Global water scarcity has become a non-negligible problem that threatens the sustainable development of agriculture. In order to alleviate the contradiction between grain demand and water resource constraints, it is particularly important to explore appropriate irrigation strategy so as to synergistically increase grain yield and water use efficiency (WUE). The AquaCrop model were locally calibrated to simulate optimal irrigation amount for different hydrological years using a four-year field measurements (from 2017 to 2020) of maize with two irrigation levels (2400 m3/ha and 4800 m3/ha) in Shihezi, Xinjiang, China.

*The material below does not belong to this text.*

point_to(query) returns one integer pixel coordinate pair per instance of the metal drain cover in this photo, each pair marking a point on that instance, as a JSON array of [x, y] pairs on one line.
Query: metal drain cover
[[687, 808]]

On this basis, regulated deficit irrigation (RDI) strategies were optimized based on the variation of water consumption and soil water content (SWC) during the maize growth period. Results suggest that the optimal irrigation amount under static strategy (fixed proportion irrigation in growing season) in the wet, normal, and dry years was 4733 m3/ha, 5381 m3/ha, and 6090 m3/ha, respectively. In dynamic strategies, the optimized RDI4 (65% Ir (the amount of water required for each irrigation interval) at R2-R5 stage) and RDI5 strategy (85% Ir at V6-V12 stage and 85% Ir at R2-R5 stage) can save irrigation water while maintaining high yield. Under the premise of basically maintaining high yield (18Mg/ha), compared with each year's irrigation amount of 4800 m3/ha, the RDI4 strategy can reduce the irrigation amount by 4.33% in 2017; although the irrigation amount was slightly increased by 2.77% under the RDI5 strategy in 2018, the yield could be increased by 3.65%; in 2019, the RDI5 strategy can save 49.44% of irrigation water, and the RDI4 strategy will save 24.13% of irrigation water in 2020. From this study, it is recommended that a single irrigation amount of 65% Ir in R2 to R5 stages of maize growth or 85% Ir in V6 to V12 stages and 85% Ir in R2 to R5 stages can save irrigation water while maintaining high yield (18 Mg/ha). •The AquaCrop model was locally calibrated based on a four-year field study.•The optimal static irrigation strategy in wet, normal, and dry years was given.•Slight water deficit should be applied in initial growth stage of maize.•Higher water deficit can be adjusted in the later growth stage of maize.•Soil moisture cannot be deficient in seedling, tasseling and silking stage of maize.